Leichte Verluste zum handelsstart im Dax
Der Dax ist am Donnerstag mit leichten Verlusten in den Handelstag gestartet. Gegen 9:30 Uhr wurde der deutsche Leitindex mit rund 25.245 Punkten berechnet und lag damit 0,2 Prozent unter dem Schlussniveau vom Vortag. An der Spitze der Kursliste standen Adidas, daimler Truck und Infineon. Am unteren Ende rangierten Fresenius, die Deutsche Telekom und Airbus.
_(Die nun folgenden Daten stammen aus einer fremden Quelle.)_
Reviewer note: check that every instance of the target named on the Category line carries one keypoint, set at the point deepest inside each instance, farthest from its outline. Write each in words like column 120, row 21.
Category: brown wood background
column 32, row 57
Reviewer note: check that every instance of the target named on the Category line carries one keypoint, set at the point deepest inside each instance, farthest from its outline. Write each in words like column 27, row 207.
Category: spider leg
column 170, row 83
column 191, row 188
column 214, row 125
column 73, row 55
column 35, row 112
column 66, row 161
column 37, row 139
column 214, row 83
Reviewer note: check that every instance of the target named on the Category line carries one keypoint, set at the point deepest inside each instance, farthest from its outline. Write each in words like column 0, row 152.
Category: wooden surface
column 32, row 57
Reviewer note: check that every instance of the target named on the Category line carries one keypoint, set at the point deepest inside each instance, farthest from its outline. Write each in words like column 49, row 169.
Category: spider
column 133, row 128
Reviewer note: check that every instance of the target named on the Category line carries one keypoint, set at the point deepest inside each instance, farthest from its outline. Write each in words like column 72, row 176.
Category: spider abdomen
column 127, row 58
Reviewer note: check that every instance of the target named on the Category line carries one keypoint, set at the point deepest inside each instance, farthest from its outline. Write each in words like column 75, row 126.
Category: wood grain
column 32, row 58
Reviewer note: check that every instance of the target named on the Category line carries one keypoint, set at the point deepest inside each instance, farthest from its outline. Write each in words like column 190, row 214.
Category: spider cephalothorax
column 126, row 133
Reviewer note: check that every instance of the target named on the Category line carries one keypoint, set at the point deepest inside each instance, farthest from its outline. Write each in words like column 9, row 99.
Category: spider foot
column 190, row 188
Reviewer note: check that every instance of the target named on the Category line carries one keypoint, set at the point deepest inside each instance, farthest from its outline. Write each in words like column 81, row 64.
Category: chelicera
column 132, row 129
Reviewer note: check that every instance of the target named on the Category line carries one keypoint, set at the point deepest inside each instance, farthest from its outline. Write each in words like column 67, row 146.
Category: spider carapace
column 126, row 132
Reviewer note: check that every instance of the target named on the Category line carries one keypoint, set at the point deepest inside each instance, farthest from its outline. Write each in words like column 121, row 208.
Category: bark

Einschätzungen vom Frankfurter Parkett
gemischte Reaktionen auf internationale Entwicklungen
„Anleger auf dem Frankfurter Parkett betrachten die Ereignisse der letzten 24 bis 48 Stunden mit gemischten Gefühlen“, sagte Jochen Stanzl, Chefmarktanalyst der Consorsbank. Die Stimmung sei etwas optimistischer, nachdem sich die Lage zwischen den USA und Iran entspannt habe und die jüngste TSMC-Bilanz auf eine anhaltend starke Nachfrage im Bereich Künstliche Intelligenz hindeute.Allerdings sei der Dax vielen Anlegern in zu kurzer Zeit zu schnell gestiegen, so Stanzl weiter. Zudem falle die Berichtssaison in den USA bislang eher enttäuschend aus. „Wenn der Schwung im dax jetzt nachlässt, werden die Anleger gezwungen sein, teils widersprüchliche fundamentale Rahmenbedingungen wieder stärker gegeneinander abzuwägen.“
Technische Einschätzung und Handelsumsätze
Die spekulation technischer Händler auf einen Ausbruch des Dax und einen Anstieg auf 25.300 Punkte sei erfüllt worden, erklärte Stanzl. Das nachlassende Momentum in den vergangenen zwei Handelstagen lasse eine Konsolidierung wahrscheinlicher erscheinen, weil einerseits Gewinnmitnahmen den Kurs belasteten, späte Käufer aber versuchten, zu niedrigeren Kursen noch einzusteigen.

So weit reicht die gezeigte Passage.